Was passiert nach dem Happy End? – «Leonce und Lena» am Theater Basel

Sein Versprechen von 80 Prozent Werktreue konnte Regisseur Thom Luz nicht ganz einlösen. Seine collagenhafte Inszenierung von Büchners «Leonce und Lena» bereitet dennoch oder gerade deswegen grosses Vergnügen.

Aller Einstieg ist schwer: Büchners «Leonce und Lena» am Theater Basel. (Bild: Sandra Then)

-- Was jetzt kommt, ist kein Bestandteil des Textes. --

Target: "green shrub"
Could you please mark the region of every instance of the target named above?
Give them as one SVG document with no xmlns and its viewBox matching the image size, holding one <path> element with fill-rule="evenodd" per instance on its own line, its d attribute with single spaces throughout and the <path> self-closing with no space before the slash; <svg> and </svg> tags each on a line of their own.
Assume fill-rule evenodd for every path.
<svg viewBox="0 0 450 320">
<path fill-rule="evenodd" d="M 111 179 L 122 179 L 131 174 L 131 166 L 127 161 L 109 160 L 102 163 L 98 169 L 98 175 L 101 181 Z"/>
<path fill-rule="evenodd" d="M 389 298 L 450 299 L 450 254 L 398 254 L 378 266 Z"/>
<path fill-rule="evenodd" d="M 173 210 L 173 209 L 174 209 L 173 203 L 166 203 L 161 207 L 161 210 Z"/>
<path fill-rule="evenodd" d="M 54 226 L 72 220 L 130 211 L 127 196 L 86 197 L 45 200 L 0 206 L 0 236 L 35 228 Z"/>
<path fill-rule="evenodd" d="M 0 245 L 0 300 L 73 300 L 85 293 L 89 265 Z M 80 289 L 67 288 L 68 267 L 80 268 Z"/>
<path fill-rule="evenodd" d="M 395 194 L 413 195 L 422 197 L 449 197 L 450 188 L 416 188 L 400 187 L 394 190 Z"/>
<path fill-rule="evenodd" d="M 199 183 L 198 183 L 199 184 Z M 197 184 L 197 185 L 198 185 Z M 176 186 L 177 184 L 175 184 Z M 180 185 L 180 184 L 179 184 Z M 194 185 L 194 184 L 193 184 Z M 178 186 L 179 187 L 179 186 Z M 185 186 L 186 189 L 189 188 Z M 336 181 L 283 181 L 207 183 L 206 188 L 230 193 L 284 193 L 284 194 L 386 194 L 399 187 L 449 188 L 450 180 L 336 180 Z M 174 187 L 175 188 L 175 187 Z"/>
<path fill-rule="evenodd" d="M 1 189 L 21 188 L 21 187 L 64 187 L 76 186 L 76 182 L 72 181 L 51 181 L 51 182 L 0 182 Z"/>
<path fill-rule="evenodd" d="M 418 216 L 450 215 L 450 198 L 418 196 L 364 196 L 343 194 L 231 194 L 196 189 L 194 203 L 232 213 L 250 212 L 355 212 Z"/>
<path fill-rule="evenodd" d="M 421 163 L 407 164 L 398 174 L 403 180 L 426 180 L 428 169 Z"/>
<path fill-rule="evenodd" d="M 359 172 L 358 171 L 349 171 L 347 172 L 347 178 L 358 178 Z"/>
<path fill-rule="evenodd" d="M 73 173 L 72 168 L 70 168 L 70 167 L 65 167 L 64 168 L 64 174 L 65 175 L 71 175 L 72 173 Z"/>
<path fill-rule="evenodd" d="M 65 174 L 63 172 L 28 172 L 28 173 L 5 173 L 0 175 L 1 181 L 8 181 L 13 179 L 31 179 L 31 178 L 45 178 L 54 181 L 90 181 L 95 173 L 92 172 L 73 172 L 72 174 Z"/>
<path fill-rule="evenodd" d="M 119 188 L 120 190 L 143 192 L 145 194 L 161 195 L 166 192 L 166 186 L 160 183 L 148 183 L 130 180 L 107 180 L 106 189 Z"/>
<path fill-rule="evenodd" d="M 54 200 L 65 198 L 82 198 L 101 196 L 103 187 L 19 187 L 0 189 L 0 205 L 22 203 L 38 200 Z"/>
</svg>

Mit «Woyzeck» begann die Saison im Basler Schauspielhaus, mit «Leonce und Lena» ging es nun weiter. Zweimal Büchner, die sich aber unterschiedlicher kaum präsentieren könnten. Kam Ulrich Rasches «Woyzeck»-Inszenierung als niederschmetterndes Heavy-Metal-Spektakel daher, lässt Thom Luz «Leonce und Lena» in skurrilen Traumsequenzen über die Bühne schweben.

Der Basler Hausregisseur Luz hat sich als Meister der diffus-musikalischen Zwischenwelten einen Namen gemacht. Bislang vor allem mit selber gebauten Projekten. Nun machte er sich mit «Leonce und Lena» erstmals an ein richtiges, das heisst literarisches Lustspiel, das mit seinen abgedrehten Figuren, der sprunghaften Handlung und dem hintergründig absurden Sprachwitz aber sehr gut in  Luz‘ Kosmos passt.

Und natürlich erst einmal durch den Schüttelbecher muss. So fängt das Ganze gleich beim Ende an. «Gehen Sie nach Hause, (…) morgen fangen wir in aller Ruhe und Gemütlichkeit den Spass noch einmal von vorn an», verkündet der befrackte Pianist, bevor sich der Vorhang senkt. Dann aber wieder hebt.

Alles noch einmal von vorn

Mit diesem finalen Ausspruch liess Büchner den wohlstandsverwahrlosten Liebhaber Leonce verkünden, dass die als Liebeskomödie getarnte Satire kein Happy End haben kann, weil sich das Rad der verlogenen Eigensinnigkeit immer weiter drehen wird.

Luz nimmt dieses «noch einmal von vorn» nun wörtlich. Am Fenster taucht die in Galakleidung verpackte Hochzeitsgesellschaft wieder auf – bis auf die Haut durchnässt und ganz und gar nicht in feierlicher Stimmung. Schlafwandlerisch und verkatert lassen sich die Figuren durch die Erinnerungen an die vergangenen Erlebnisse treiben: An die Geschichte des Prinzen und der Prinzessin, die miteinander verheiratet werden sollen, deswegen die Flucht ergreifen mit der Folge, dass sie unerkannterweise aufeinandertreffen und sich verlieben.

Diese Erlebnisse tauchen in collageartig zusammengesetzten Sprachfetzen wieder auf. Auf Trab gehalten werden die skurrilen Figuren durch das Pianistenpaar Annalisa Derossi und Daniele Pintaudi, das sich unter anderem auf zwei Klavierhälften auf hinreissende Weise von Bach bis Alban Berg durchspielt.  

80 Prozent Werktreue hatte Regisseur Luz bei der Medienpräsentation des Spielplans im Frühling versprochen. Ganz einlösen kann er dieses Versprechen erwartungsgemäss nicht. Das tut dem ebenso vergnüglichen wie hintersinnigen Theatererlebnis aber keinen Abbruch. Zumal mit Carina Braunschmitz, Elias Eilinghoff Martin Hug und Lisa Stiegler und den beiden Musikern ein wunderbares Ensemble auf der Bühne zu erleben ist, dem man gerne erlaubt hätte, den Spass noch einmal von vorn beginnen zu lassen.

«Leonce und Lena» von Georg Büchner. Theater Basel, Schauspielhaus. Weitere Vorstellungen bis Ende Dezember.